EFA functions as an elastic network adapter, augmenting conventional capabilities by enabling applications to communicate directly with their network interface hardware, bypassing the operating system. AWS optimizes EFA for NCCL which significantly enhances throughput (10x for 54 nodes, for example) and scalability for training models. Moreover, on supported instances, the integration of NVIDIA GPUDirect RDMA with EFA facilitates direct access to GPU memory, enabling direct GPU-to-GPU communication, substantially reducing latency in contrast to the conventional OS-level TCP/IP stack communication.

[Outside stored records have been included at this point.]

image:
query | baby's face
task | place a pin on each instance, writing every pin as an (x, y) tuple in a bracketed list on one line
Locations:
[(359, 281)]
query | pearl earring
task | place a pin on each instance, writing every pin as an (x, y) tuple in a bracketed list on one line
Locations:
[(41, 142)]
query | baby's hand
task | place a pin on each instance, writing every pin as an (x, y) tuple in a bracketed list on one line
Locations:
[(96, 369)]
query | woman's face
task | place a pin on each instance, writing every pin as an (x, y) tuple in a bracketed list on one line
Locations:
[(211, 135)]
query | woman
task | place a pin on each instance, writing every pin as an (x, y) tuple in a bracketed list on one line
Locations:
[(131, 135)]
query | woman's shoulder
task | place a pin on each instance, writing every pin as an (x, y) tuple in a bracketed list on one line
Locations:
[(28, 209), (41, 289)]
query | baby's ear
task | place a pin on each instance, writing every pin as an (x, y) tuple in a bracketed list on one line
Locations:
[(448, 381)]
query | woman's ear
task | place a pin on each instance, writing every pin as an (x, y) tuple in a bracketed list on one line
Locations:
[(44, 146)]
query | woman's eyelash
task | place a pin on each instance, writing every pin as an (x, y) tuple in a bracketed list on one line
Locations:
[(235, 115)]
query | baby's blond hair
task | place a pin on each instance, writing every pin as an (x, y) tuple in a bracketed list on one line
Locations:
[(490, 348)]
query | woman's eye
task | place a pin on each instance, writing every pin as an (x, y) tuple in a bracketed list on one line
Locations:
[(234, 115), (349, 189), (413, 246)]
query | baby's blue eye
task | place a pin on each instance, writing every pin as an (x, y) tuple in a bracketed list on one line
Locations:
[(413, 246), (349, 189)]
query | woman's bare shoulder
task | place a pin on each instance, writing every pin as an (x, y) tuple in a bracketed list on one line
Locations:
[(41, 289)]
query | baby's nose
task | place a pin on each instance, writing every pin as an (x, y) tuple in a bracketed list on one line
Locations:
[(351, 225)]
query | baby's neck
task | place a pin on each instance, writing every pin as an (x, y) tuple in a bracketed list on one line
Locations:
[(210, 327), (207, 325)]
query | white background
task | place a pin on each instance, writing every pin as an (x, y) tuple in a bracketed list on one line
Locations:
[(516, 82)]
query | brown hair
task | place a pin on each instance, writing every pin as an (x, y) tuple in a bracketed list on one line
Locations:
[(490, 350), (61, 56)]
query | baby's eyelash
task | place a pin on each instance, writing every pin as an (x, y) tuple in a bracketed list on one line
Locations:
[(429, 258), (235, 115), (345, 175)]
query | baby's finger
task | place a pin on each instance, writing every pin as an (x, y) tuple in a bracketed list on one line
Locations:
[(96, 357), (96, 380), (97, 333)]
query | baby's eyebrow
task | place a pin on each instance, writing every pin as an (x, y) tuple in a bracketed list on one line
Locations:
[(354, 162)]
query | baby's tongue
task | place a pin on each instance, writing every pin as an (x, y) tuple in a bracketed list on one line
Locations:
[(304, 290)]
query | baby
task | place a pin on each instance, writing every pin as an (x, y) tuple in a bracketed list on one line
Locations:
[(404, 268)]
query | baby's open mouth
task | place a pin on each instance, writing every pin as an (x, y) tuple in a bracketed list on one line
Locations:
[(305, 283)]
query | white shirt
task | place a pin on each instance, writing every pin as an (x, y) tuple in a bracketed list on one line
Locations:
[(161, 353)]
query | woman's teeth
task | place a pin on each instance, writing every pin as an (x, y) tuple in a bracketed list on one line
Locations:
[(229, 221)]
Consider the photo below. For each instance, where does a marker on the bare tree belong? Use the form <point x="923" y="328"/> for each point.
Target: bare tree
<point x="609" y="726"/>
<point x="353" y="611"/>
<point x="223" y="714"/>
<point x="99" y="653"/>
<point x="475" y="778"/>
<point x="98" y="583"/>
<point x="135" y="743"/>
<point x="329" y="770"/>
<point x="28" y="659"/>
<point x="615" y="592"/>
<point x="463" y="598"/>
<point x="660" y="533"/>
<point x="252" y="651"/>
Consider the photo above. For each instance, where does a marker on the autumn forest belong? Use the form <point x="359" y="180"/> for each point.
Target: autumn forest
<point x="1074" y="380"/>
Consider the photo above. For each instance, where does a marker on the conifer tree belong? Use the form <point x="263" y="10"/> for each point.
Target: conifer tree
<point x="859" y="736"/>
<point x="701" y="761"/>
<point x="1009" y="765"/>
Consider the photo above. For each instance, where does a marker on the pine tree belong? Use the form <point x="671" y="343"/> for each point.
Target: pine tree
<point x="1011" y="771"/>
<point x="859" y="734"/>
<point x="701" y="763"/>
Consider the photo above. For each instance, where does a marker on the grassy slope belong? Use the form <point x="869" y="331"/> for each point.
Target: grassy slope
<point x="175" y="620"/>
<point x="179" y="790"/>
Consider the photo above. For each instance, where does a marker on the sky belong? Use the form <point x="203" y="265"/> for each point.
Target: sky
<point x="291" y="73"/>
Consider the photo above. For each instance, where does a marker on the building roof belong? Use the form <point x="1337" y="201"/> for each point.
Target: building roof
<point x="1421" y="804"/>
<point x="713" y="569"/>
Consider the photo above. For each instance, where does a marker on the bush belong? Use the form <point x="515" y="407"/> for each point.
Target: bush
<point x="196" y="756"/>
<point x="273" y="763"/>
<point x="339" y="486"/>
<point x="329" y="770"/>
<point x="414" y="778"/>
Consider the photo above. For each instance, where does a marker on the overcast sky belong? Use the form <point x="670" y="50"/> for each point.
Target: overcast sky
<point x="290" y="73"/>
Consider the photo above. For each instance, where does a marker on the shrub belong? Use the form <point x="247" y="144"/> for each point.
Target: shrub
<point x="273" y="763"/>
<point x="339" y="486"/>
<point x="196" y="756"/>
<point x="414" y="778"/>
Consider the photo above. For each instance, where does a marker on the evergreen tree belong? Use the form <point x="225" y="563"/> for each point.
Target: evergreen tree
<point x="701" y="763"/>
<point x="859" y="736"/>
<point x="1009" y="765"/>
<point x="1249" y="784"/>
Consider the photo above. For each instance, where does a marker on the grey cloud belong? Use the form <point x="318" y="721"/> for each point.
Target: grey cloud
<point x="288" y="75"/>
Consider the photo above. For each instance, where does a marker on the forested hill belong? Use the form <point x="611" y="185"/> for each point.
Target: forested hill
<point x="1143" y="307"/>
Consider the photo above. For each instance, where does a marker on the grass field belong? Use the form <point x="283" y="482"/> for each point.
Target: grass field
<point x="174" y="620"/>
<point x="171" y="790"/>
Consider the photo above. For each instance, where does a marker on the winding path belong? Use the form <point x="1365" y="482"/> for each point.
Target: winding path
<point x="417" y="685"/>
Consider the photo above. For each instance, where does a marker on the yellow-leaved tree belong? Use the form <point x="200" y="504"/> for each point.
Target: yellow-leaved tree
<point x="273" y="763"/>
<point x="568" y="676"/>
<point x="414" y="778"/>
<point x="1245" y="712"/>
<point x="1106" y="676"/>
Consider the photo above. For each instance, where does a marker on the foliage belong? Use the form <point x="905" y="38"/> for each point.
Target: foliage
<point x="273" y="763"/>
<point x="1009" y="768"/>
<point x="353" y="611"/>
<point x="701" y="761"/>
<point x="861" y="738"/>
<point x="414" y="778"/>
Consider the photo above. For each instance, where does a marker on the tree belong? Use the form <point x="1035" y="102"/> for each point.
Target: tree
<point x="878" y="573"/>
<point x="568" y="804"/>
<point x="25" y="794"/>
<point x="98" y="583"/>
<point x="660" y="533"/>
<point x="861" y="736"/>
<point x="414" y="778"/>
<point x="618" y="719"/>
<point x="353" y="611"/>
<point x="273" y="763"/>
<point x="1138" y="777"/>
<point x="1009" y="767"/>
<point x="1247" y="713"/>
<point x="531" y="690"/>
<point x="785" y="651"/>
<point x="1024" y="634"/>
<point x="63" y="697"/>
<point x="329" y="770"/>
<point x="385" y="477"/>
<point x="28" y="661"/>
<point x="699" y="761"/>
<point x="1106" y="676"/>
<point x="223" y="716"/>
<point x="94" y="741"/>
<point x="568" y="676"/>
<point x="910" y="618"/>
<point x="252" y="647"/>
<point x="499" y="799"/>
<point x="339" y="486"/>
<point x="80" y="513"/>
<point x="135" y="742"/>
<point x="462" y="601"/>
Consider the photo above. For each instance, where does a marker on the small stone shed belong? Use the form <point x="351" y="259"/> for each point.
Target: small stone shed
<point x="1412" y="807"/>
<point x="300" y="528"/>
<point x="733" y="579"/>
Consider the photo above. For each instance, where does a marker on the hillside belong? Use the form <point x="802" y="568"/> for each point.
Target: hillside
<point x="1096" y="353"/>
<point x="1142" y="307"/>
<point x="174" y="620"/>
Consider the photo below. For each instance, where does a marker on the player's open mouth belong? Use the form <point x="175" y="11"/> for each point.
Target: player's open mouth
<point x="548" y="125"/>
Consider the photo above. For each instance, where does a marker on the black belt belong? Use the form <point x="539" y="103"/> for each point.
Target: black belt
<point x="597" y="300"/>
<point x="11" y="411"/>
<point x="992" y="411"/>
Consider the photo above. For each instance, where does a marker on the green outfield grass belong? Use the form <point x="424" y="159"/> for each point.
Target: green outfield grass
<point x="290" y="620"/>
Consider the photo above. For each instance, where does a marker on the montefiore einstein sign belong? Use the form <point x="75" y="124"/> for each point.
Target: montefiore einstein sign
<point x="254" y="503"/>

You can get started with EFA by following this guide. Here are some gotchas that we found useful:

Nodes must be confined to the same Availability Zone.
EFA Kubernetes device plugin is necessary to detect and advertise the EFA interfaces.
Kubernetes pods must declare the resource type vpc.amazonaws.com/efa in the request specification, akin to CPU and memory resources, in order to have access to their host’s EFA interfaces.

Cost

As models become more advanced, training expenses increase, requiring a careful assessment of cost-performance trade-offs. The main consideration is the choice between a fully on-premise setup, a fully cloud service setup, or a hybrid on-premise and cloud approach. On-premise setups involve significant upfront costs and may not be ideal for initial model development. Cloud providers offer flexibility with on-demand and pay-as-you-go services, but other factors such as machine types, storage devices, and networking infrastructure also influence cost. For example, AWS offers specialized GPU-optimized machines like P4d instances with EFA, which enhance node communication, possibly leading to reduced training time and overall cost. But for smaller training jobs, the benefits of using P4d instances might not justify the cost.

Conclusion

Kensho has embraced the challenges posed by training large language models head-on. Our journey into multi-node training, driven by the need to overcome memory limitations and enhance computational efficiency, has enabled advancements in our research endeavors. Leveraging industry-standard technologies, we’ve successfully implemented a robust and scalable infrastructure. As highlighted in this blog, our approach addresses critical aspects such as memory management, storage optimization, monitoring, failure recovery, networking, and cost considerations. As we navigate the ever-expanding horizons of deep learning, Kensho aims to continuously refine and innovate our methodologies to unlock new possibilities in the world of machine learning and artificial intelligence.